Will Somerville

Personal information
- Full name: William Edgar Richard Somerville
- Born: 9 August 1984 (age 41) Wadestown, Wellington, New Zealand
- Nickname: Dad
- Height: 6 ft 4 in (1.93 m)
- Batting: Right-handed
- Bowling: Right-arm off break
- Role: Bowler

International information
- National side: New Zealand;
- Test debut (cap 275): 3 December 2018 v Pakistan
- Last Test: 3 December 2021 v India

Domestic team information
- 2004/05–2007/08: Otago
- 2014/15–2017/18: New South Wales
- 2015/16–2017/18: Sydney Sixers
- 2018/19–2022/23: Auckland

Career statistics
| Competition | Test | FC | LA | T20 |
| Matches | 6 | 53 | 32 | 43 |
| Runs scored | 115 | 1,077 | 332 | 200 |
| Batting average | 14.37 | 18.56 | 16.60 | 25.00 |
| 100s/50s | 0/0 | 0/4 | 0/2 | 0/0 |
| Top score | 40* | 60* | 59 | 37* |
| Balls bowled | 1,466 | 10,991 | 1,722 | 833 |
| Wickets | 15 | 161 | 39 | 40 |
| Bowling average | 48.26 | 29.98 | 35.10 | 27.80 |
| 5 wickets in innings | 0 | 4 | 0 | 0 |
| 10 wickets in match | 0 | 0 | 0 | 0 |
| Best bowling | 4/75 | 8/136 | 4/48 | 3/18 |
| Catches/stumpings | 0/– | 23/– | 10/– | 7/– |
- Source: CricInfo, 1 January 2024

= Will Somerville (cricketer) =

New Zealand cricketer

William Edgar Richard Somerville (born 9 August 1984) is a New Zealand former professional cricketer who made his international debut for New Zealand in December 2018. He played domestically for Otago and Auckland and in Australia for New South Wales and Sydney Sixers. He retired from professional cricket in April 2023.

==Early and domestic career==
Somerville was born in the Wellington suburb of Wadestown. His family moved from New Zealand to Sydney, Australia, when he was nine and he grew up there. He attended Cranbrook School in Sydney's eastern suburbs. He returned to New Zealand to study at the University of Otago. A right-handed batsman and off-spin bowler, he played three matches for Otago, against Wellington in March 2005 and against Canterbury and Northern Districts in March 2006. He also appeared in several matches for the New Zealand Academy in the 2005–06 season.
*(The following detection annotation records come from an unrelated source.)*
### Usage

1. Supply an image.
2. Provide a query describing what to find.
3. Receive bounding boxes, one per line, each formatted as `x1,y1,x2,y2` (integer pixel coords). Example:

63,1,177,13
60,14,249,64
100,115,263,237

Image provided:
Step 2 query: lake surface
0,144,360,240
After his studies he returned to Sydney to work as a chartered accountant and play cricket for University. He began playing for New South Wales in 2013–14. On 2 January 2016, he made his Twenty20 debut for the Sydney Sixers in the 2015–16 Big Bash League.

Bowling for New South Wales in the Sheffield Shield in November 2016, Somerville took 4 for 61 and 5 for 65 in a three-wicket victory over Western Australia and was named player of the match. He was one of the leading bowlers in the Sheffield Shield that season, with 35 wickets at an average of 23.14, including figures of 8 for 136 in the first innings against Queensland. He made his List A debut for New South Wales in the 2017–18 JLT One-Day Cup on 15 October 2017.

In June 2018, he was awarded a contract with Auckland for the 2018–19 season. In September 2018, he was named in the Auckland Aces' squad for the 2018 Abu Dhabi T20 Trophy.

In June 2020, he was offered a contract by Auckland ahead of the 2020–21 domestic cricket season. He played his last professional cricket match in April 2023.

==International career==
In November 2018, Somerville was added to New Zealand's Test squad for their series against Pakistan. He made his Test debut for New Zealand against Pakistan on 3 December 2018, and took 4/75 and 3/52 in New Zealand's 123-run victory.

Somerville played a total of six Test matches, taking 15 wickets. The four wickets he took on debut remained his best bowling analysis in Test matches.